The Presiding Bishop of the Episcopal Church, Michael Curry, was the first person I ever heard use the term ‘Mother Judaism.’ His meaning being that the Christian tradition was born from Judaism and that Jesus, and his followers were Jews. Judaism is the mother of Christianity.
With this understanding, Bishop Curry is also a staunch opponent of antisemitism and calls on us to be the same and believes it important that every church and congregation recognize its Jewish roots and fight the forces of hate. I am proud to be the Pastoral Leader in a church led by Bishop Michael Curry. I am proud to join him, and many others, in the fight against anti-Jewish hate.
I have two things in my past that have made me sensitive to the threat of antisemitism. My grandfather, a German-American baker, was accused of being a Nazi sympathizer in the 1930s in New York. I have never been able to confirm whether he was or not, though I have hanging on the wall of our home a faded newspaper story entitled Thank God I Am An American, an advertisement paid for by the mayor and council of our town, to support my grandfather. My grandfather died when I was too young to ask him about it. The family, of course, denies it. In my experience he was a good man so I choose to believe them, but this accusation has haunted me since I first learned of it. Especially after I found a copy of “Mein Kampf” in my grandmother’s possessions after she died.
The second experience was that while serving as Youth Minister at an Episcopal Church in New Jersey many years ago, I once planned and conducted a service commemorating Kristallnacht, the night of broken glass, and the traditional date acknowledged as the beginning of the Holocaust. I wrote and planned this service in order to educate the kids of the parish of the horror of the Shoah and to show them what people can do to others if given the chance. And to remind them, it can happen again.
Just before that service began, an elderly couple came through the door and asked if they could attend the service. I said, of course, and then asked them how they heard about it and why they were there. They responded, “Someone told us and we are survivors of Auschwitz. We came to say thank you.” (I am crying as I write this.) After the service the Schwarzes spent two hours talking to the kids about the Holocaust. Did those kids get the message? Way better than they could ever have gotten from me.
I believe that God sent the Schwarzes to that little church on that evening because for weeks before it I fretted that I would never be able to explain the horror of the Holocaust to a group of fairly affluent, completely safe, teenagers in suburban New Jersey. To this day I believe the Schwarzes coming to our church was answer to prayer. Oh, how I had agonized over how I was going to get the horror of that period in history across to kids! The Schwarzes did my work for me.
One of my prized possessions is Fred Schwarz’s Nazi passport stamped with a large J for Juden/Jew, issued the first month that kind of passport was issued by the Nazis, January, 1939. Fred and Lea Schwarz gave me the passport in thanks for doing the service. Of course, it should have been me thanking them.
Why do I write this now? Because it can happen again. Incidents of antisemitic behavior and outright Nazi behavior are increasing in the world, not decreasing. Just recently antisemitic writing was found in two high schools right here in Loudoun County. And the Nazi rally in Charlottesville was not that long ago; a rally during which white supremacists chanted “the Jews will not replace us.”
If we believe the persecution of the Jews can’t happen again then we aren’t reading history. It has happened over and over throughout history. What makes us think it can’t happen now?
As a faith leader in Loudoun, I call on all faith traditions to double down in opposition to antisemitism by educating our congregations, especially our young people, to the fact that anti-Jewish hate is alive and well and must be countered at every turn.
On November 9, 2023, the traditional date for Kristallnacht, my congregation, Christ Church, Lucketts, will hold a Kristallnacht Service. During that service we will pray together, weep together and commit – together – to continue the fight against anti-Jewish hate with all we have.

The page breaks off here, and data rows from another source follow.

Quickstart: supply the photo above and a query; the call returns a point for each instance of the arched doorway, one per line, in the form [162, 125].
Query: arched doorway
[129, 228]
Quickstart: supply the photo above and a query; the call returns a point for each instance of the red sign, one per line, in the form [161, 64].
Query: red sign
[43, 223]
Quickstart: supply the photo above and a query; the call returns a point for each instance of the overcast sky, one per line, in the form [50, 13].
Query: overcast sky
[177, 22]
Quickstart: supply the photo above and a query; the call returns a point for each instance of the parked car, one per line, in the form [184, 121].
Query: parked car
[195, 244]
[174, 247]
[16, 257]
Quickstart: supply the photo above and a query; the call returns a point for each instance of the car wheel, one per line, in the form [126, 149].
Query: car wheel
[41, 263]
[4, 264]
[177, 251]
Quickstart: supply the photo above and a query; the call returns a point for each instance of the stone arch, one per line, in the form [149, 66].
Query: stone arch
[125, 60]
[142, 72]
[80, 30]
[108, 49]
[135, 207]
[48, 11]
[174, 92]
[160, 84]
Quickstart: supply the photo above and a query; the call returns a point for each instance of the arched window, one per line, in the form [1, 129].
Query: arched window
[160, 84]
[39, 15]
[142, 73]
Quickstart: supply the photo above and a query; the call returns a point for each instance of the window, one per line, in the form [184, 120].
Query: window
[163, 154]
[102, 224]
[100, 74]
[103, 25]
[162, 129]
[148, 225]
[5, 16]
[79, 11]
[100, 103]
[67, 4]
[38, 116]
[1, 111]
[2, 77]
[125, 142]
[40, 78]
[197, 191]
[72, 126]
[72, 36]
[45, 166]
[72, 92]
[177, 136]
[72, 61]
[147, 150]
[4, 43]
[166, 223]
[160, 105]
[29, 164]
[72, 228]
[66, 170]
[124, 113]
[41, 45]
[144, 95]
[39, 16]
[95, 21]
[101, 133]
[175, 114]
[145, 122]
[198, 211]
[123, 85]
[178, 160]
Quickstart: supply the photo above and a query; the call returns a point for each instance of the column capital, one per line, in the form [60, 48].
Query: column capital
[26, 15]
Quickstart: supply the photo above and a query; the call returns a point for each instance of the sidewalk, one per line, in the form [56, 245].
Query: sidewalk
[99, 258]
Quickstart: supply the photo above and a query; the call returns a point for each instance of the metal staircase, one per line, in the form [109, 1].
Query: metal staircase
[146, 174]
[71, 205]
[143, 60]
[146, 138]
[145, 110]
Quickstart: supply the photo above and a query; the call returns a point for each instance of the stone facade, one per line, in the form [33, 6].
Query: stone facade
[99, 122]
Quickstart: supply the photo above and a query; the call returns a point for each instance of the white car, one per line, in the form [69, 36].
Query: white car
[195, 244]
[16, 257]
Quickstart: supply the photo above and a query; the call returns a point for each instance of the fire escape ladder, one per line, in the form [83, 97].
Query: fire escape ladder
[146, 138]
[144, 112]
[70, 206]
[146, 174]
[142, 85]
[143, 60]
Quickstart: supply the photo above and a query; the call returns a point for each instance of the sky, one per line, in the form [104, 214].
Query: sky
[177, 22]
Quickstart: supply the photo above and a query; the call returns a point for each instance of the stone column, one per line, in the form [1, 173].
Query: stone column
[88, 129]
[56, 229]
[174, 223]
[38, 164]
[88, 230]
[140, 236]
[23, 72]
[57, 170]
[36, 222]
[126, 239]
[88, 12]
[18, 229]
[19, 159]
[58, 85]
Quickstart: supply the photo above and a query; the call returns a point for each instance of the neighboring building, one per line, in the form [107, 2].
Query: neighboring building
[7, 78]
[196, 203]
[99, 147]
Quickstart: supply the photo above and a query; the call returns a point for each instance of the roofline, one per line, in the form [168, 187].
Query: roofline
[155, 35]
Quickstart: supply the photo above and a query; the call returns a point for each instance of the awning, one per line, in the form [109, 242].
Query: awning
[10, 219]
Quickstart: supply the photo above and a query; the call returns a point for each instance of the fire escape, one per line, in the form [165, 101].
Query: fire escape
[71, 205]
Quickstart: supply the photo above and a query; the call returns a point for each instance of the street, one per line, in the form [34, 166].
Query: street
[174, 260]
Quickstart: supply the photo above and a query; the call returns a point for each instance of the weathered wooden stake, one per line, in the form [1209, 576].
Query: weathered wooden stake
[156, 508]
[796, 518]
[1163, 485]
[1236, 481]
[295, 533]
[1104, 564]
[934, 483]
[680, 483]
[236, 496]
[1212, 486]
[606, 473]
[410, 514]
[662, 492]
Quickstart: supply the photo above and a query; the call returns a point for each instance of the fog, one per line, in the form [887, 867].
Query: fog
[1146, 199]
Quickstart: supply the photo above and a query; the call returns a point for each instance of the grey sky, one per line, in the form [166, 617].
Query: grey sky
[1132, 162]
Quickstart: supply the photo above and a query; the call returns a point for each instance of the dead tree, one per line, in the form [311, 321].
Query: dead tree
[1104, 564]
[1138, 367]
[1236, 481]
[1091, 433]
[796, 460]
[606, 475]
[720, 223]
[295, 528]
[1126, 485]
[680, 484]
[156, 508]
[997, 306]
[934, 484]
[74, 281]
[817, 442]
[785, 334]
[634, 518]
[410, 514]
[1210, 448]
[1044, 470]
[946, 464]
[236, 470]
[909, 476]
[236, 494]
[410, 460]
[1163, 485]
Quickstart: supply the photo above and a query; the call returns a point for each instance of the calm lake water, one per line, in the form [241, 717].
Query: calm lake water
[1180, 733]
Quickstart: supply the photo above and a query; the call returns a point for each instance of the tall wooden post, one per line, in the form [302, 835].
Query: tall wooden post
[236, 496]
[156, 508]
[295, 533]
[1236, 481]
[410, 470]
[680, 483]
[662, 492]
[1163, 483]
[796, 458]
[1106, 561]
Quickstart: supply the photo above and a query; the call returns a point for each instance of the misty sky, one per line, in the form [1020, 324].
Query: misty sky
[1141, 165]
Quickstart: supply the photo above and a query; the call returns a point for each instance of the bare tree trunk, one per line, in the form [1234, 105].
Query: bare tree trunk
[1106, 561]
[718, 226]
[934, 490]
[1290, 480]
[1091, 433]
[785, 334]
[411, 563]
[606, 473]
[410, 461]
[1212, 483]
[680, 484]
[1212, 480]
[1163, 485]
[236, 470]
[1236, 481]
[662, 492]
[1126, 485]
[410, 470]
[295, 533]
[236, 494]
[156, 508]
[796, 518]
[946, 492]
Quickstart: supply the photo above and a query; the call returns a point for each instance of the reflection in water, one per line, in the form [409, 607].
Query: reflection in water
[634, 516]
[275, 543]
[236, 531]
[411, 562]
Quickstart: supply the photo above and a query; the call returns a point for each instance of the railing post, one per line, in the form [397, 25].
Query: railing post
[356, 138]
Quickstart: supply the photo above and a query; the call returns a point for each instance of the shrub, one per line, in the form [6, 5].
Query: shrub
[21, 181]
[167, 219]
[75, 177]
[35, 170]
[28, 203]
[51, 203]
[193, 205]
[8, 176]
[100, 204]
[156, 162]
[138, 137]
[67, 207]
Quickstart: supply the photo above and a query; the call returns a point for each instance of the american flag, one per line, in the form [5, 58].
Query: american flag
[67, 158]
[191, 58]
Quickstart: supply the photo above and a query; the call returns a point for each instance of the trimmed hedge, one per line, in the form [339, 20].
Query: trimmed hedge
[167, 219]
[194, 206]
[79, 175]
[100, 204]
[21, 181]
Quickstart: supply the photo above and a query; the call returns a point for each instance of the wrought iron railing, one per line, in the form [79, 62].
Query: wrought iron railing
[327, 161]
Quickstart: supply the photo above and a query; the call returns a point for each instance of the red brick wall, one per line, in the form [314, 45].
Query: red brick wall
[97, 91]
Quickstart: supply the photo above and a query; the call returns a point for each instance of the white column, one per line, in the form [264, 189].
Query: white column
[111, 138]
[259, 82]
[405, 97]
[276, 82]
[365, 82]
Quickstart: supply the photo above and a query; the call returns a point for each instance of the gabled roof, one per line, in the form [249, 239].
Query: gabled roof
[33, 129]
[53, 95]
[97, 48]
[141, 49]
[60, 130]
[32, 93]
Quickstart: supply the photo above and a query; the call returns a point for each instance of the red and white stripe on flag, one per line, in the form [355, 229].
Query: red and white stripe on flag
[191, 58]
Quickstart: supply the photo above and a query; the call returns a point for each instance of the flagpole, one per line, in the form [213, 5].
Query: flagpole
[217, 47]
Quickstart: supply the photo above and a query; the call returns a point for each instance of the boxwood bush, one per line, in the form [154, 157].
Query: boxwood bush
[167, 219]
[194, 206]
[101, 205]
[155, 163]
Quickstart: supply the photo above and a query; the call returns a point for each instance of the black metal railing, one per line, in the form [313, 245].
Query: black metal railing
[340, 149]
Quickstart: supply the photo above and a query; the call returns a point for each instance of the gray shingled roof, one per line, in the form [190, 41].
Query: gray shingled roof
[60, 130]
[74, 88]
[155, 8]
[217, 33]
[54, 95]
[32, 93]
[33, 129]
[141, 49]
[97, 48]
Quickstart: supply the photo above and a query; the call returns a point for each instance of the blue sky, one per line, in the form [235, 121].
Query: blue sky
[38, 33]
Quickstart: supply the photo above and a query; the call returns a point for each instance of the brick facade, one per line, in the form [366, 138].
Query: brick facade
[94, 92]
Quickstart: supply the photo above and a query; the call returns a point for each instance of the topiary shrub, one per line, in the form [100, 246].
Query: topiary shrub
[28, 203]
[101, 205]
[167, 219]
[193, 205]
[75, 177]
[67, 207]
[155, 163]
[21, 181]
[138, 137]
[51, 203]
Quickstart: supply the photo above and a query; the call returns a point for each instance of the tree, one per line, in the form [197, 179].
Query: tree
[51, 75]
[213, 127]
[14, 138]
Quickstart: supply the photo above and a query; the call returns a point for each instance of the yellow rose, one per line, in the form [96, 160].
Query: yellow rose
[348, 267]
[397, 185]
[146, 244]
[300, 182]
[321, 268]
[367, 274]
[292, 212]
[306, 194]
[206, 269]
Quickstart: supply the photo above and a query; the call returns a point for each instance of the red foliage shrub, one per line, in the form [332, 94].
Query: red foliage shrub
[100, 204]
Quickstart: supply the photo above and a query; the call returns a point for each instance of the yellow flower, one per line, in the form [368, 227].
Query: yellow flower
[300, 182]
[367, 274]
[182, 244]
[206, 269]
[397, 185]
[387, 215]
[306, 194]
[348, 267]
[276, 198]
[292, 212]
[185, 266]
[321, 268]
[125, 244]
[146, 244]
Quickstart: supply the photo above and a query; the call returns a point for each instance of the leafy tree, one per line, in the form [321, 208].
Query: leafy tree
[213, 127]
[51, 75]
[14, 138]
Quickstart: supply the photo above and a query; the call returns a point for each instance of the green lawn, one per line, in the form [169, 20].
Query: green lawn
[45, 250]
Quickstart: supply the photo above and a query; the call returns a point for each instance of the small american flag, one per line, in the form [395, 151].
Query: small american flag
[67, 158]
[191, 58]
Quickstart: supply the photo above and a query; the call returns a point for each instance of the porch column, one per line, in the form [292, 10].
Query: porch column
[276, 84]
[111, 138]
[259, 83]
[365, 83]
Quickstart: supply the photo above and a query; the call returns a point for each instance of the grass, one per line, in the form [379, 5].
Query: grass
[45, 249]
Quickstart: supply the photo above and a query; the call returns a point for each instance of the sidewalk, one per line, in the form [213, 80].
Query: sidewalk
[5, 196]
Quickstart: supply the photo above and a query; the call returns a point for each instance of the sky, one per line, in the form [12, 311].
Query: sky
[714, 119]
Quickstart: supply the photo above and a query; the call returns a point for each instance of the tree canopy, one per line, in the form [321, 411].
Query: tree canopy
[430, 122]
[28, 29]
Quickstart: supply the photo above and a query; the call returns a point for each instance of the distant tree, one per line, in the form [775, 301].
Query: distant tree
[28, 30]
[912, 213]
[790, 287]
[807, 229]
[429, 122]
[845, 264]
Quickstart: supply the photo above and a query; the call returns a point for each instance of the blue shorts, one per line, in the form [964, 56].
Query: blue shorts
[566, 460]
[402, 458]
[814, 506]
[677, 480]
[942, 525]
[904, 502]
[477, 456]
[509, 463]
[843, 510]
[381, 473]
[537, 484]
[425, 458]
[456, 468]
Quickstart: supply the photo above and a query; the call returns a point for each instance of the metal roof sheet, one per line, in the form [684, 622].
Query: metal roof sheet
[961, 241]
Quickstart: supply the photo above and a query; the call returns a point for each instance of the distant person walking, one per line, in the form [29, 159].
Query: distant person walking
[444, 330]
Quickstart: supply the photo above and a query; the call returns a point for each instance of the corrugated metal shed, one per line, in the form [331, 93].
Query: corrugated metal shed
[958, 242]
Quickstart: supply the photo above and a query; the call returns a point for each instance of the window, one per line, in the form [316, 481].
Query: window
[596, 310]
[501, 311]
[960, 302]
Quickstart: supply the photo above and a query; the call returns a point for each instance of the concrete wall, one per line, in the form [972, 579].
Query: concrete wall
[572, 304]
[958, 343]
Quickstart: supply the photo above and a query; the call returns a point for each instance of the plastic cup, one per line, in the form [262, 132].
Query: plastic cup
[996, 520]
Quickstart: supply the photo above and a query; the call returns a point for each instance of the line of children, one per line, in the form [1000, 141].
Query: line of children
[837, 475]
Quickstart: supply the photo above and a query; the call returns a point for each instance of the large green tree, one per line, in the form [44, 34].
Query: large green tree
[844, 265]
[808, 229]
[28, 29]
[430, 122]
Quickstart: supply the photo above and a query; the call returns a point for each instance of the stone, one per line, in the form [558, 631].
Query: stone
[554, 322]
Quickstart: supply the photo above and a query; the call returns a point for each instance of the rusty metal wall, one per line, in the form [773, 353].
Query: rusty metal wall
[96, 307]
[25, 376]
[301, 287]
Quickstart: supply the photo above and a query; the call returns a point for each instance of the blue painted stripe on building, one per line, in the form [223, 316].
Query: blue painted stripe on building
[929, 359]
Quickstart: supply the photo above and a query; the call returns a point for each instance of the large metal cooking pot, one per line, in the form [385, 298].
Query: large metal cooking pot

And we will gaze on the Nazi passport of the Jew Fred Schwarz dated January, 1939 who, with his wife Lea, escaped the hell of Auschwitz. And the passport will be for us a physical reminder that it can happen again.
Kurt Aschermann is the Pastoral Leader of Christ Episcopal Church in Lucketts, Virginia. He is the author or co-author of several books and his new novel That Was You Wasn’t It – a spiritual coming-of-age story has just been released. He lives in Leesburg, Virginia
(2) comments
It's a nice sentiment and always a good idea to try and prevent such things but let's not make a mountain out of a mole hill. So two crazy kids wrote something in a bathroom and your other example is from five years ago? I wish people would stop telling everyone want a racist and bigoted and evil country America is -- because it's not.
Glad you shed some light on this issue I thought it was about ending illegal immigration and the removal of a statue depicting one of our founding fathers!